Sus pacientes sencillamente lo adoran. Más que a mí los míos, y ya es decir. Ha sido un hombre completamente entregado a ellos con un talante tan humano y personal que no admite parangón en lo humilde, en lo sencillo, en lo cariñoso. "Oye, José María -me ha dicho hace unos días-, muchos de mis pacientes me confunden contigo cuando los llamo por teléfono a sus casas, tendremos un timbre de voz parecido, ¿no?" Y a mí eso me llena de orgullo, que los pacientes me comparen con él. Y claro que no me duelen prendas en aceptar que algunos compañeros de Valme, entre ellos Nicolás y yo mismo, representamos un tipo de médicos varones -más frecuente de lo que podáis creer- muy poco acorde al uso tópico de hombre elegante y apuesto, adusto y encorbatado, distante y serio. Muy al contrario, somos médicos desaliñados, de batas pintarrajeadas y bolsillos desgajados por el peso de papeles y bolis, de andares torpes y presurosos, de cuerpos algo desvencijados, pero de sonrisa fácil y mirada limpia.

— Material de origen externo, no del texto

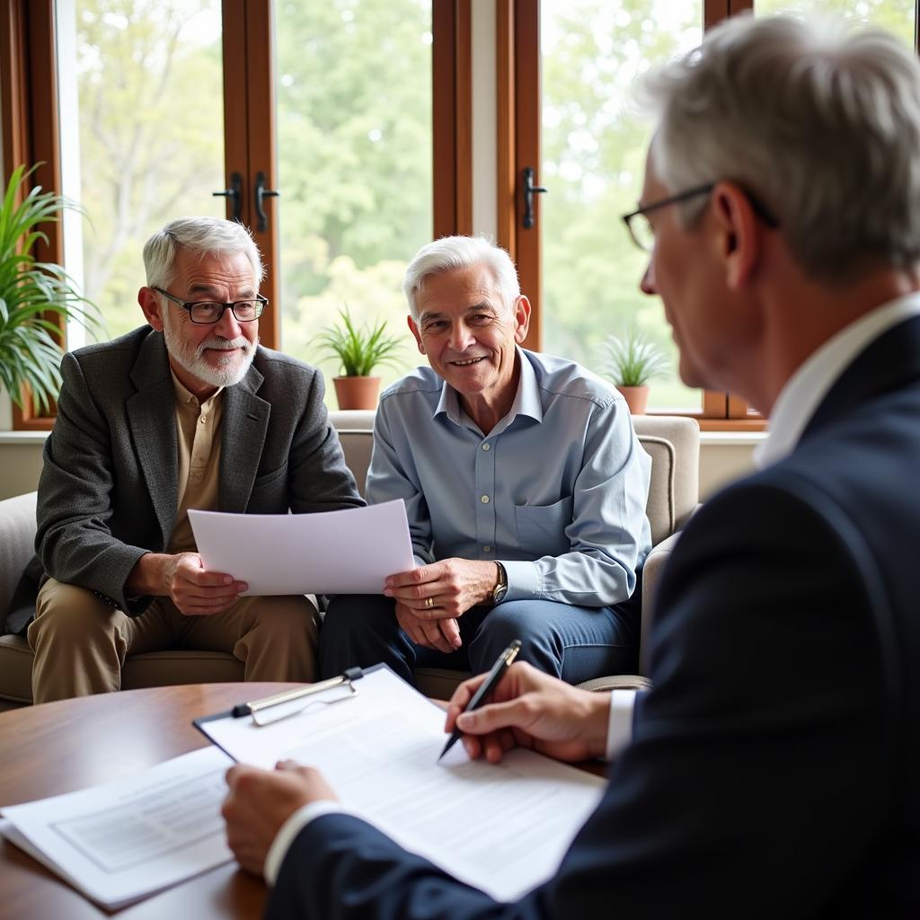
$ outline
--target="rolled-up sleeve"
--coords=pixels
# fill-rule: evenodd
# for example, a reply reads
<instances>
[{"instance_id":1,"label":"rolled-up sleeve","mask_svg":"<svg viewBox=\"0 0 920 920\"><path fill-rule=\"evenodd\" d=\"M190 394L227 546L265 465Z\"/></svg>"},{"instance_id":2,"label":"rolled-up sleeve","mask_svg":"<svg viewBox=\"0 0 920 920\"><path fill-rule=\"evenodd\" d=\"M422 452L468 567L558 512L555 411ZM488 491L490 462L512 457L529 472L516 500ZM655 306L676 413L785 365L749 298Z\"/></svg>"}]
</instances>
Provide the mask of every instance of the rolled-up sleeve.
<instances>
[{"instance_id":1,"label":"rolled-up sleeve","mask_svg":"<svg viewBox=\"0 0 920 920\"><path fill-rule=\"evenodd\" d=\"M572 491L568 552L505 561L506 601L537 597L577 606L606 606L636 589L651 546L646 516L651 459L625 403L613 398L592 414L581 468Z\"/></svg>"}]
</instances>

Se va Nicolás, se va Luis Pastor, otro grande del Valme, si aquel ha sido un maestro en lo clínico, éste lo ha sido en la gestión, en los despachos donde se urden decisiones de calado, en el sabio manejo de un plantel de figuras, a lo Zidane, dotando con todo ello al hospital de un servicio de cardiología puntero. Se han ido hace poco Juan Leal, Juana Hidalgo, Juan Beltrán y Eduardo Rejón, se fueron en su día Curro, Sebastián Umbría, Bolaños, Caparrós, Vicente, Luis Torres; se nos fue para siempre Iriarte, el gran animador del sorteo de las guardias de Navidad... ¡Coño, me he ido yo!!! Aunque aún resisten unos pocos más encabezados por el incombustible Grilo, me invade la nostalgia al considerar qué espléndida generación de médicos buenos, capaces y generosos le hemos brindado al Valme y a su población. Y hablo solamente de la rama médica que es la que mejor conozco y con la que me identifico completamente. Un tanto parecido podríamos decir de los quirúrgicos, ginecólogos, pediatras, radiólogos, patólogos, hematólogos y analistas. Aún a riesgo de parecer algo petulante, me siento muy orgulloso de haber formado parte de este grupo humano que entró en Valme hace más de treinta años con toda la ilusión y las ganas de la juventud, y que ahora se va yendo poco a poco, sin formar ruido, con canas y arrugas, pero también con las manos llenas de una labor encomiable: la satisfacción de haber llevado un poquito de bienestar a tanta gente y la esperanza cierta de que nuestro trabajo y nuestro ejemplo hayan cundido entre los que han de continuar nuestro sagrado menester.
Seamos todos felices. Nos lo tenemos bien merecido. Y Nicolás, más.